American Racism. It is an inescapable virus. It lives in the air all around me with infectious, injurious droplets of hate. And yet, I cannot relent in my desperation to not succumb.

I am by nature a mostly life-long practitioner of social distancing, wary of shopping, of going to certain restaurants or neighborhoods even in this my hometown — or to stores, beaches, public pools and other places where I am the only mask wearer.

I am a survivor.

I have lived through the pandemic called poverty. Through the deadly virus called black male homicide by black males. Through state-sanctioned murder by cop. Through the pandemic called racial hate — whose potentially fatal impact is evidenced by the recent deer-hunter-style slaying of Ahmaud Arbery, allegedly by two white men while he jogged in a neighborhood in Georgia. This only reiterates my need to remain vigilant.

Racism manifests in two forms. One is a slap. Overt. In your face. A racist insult or joke. Discrimination.

The second kind is as invisible as the wind. It gusts and billows. You cannot always anticipate it or discern its source.
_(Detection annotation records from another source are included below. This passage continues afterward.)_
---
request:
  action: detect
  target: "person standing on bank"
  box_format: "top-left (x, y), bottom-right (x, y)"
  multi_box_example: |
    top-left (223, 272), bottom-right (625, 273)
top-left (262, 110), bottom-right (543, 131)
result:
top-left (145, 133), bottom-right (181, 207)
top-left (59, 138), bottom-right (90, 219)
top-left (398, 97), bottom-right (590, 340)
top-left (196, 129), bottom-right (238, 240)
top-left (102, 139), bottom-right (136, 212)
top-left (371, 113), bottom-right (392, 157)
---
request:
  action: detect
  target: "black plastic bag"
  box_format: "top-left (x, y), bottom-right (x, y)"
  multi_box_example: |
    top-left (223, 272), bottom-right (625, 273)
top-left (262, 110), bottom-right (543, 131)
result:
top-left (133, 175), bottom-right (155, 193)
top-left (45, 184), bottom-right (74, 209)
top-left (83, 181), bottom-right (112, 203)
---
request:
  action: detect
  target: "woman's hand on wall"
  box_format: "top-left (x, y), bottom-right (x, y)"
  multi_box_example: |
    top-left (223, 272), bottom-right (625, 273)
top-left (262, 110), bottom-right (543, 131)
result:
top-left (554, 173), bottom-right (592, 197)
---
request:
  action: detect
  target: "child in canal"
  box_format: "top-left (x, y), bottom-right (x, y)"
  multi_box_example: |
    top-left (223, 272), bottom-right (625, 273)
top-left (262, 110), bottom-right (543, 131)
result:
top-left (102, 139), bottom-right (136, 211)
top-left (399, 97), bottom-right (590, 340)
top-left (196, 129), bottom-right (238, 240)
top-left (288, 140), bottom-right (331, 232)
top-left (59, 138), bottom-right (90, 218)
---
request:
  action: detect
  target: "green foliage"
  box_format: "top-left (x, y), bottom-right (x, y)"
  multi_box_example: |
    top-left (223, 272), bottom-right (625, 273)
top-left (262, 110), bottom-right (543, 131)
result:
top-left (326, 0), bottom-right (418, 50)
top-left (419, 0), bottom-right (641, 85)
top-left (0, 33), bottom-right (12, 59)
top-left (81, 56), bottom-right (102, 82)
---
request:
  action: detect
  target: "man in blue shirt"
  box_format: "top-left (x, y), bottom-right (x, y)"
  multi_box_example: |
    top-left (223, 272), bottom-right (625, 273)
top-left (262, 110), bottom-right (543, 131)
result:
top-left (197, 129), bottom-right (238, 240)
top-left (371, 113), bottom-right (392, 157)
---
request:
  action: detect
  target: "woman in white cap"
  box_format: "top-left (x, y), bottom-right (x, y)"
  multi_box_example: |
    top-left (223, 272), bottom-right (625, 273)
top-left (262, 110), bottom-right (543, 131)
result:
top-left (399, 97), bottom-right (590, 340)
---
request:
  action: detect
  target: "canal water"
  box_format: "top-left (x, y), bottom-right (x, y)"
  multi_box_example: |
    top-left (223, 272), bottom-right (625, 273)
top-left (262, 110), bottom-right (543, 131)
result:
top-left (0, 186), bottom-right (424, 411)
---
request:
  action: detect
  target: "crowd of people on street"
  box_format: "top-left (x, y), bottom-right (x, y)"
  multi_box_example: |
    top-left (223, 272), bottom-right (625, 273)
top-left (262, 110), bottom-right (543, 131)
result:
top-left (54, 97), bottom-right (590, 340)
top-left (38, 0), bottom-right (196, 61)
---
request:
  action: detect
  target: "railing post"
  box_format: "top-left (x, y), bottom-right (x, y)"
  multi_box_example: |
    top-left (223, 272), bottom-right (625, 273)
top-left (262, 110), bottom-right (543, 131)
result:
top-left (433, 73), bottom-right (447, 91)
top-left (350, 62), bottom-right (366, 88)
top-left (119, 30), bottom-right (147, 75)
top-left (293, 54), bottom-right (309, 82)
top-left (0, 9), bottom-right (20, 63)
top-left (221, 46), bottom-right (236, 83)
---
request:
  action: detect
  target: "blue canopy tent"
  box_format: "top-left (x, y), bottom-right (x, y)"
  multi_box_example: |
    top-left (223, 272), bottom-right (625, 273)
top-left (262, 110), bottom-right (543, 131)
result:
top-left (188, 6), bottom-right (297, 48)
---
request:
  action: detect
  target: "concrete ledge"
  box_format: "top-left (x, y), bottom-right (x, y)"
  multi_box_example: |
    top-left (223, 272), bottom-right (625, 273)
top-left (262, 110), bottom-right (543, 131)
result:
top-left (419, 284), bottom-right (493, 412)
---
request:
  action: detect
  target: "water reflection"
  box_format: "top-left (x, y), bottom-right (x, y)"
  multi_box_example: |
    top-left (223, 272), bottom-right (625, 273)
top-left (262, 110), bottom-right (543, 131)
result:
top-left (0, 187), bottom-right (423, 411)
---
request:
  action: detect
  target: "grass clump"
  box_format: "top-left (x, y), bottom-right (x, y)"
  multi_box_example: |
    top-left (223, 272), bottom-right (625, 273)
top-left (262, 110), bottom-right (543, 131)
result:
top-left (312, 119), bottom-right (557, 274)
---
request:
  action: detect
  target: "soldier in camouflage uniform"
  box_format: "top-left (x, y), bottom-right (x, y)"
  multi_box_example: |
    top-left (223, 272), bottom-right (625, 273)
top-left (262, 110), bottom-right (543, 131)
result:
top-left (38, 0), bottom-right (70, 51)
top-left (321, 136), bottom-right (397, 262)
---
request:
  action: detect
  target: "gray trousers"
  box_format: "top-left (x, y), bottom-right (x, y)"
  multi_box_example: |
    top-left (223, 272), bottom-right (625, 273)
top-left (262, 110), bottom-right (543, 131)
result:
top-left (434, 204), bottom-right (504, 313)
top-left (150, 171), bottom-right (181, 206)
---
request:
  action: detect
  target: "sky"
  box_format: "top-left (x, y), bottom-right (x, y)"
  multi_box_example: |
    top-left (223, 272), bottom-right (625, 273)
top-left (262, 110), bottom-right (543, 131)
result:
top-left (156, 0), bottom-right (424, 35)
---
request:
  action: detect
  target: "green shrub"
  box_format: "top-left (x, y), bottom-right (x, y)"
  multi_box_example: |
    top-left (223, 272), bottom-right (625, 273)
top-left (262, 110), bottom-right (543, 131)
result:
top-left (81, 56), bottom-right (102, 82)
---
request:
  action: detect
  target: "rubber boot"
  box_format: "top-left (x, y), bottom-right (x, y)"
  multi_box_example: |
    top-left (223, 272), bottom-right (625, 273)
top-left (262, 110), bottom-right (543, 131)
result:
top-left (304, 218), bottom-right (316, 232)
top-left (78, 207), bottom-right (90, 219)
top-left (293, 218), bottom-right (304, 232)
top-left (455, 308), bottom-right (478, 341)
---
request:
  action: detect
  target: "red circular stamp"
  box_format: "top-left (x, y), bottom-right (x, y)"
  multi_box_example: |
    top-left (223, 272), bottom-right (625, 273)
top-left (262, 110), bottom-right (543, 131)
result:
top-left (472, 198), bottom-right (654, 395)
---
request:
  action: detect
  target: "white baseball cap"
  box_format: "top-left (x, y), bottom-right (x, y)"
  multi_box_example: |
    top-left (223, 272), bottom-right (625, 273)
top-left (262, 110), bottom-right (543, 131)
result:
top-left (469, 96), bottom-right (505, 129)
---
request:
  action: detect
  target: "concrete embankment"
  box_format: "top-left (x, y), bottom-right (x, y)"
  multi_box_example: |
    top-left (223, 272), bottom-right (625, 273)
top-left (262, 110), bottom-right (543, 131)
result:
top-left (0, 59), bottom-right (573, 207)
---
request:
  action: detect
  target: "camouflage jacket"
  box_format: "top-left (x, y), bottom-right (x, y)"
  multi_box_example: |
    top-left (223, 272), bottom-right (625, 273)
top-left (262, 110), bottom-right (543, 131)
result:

You incorporate it into your life.

It is anonymous, everyday racism. Institutional. Systemic.

This debt we pay to human guile;
With torn and bleeding hearts we smile

I am Ralph Ellison’s “Invisible Man.” As he writes, “I am a man of substance, of flesh and bone, fiber and liquid — and I might even be said to possess a mind. I am invisible, understand, simply because people refuse to see me.”

A Chicago native son, I was born here in Bigger Thomas’ town with roots that stretch to the land of Kunta Kinte.

I am W.E.B. Du Bois’ black two-headed creature: “...An American, a Negro; two souls, two thoughts, two unreconciled strivings; two warring ideals in one dark body, whose dogged strength alone keeps it from being torn asunder.”

I am innocent blood crying for justice from premature graves. I am Emmett Till.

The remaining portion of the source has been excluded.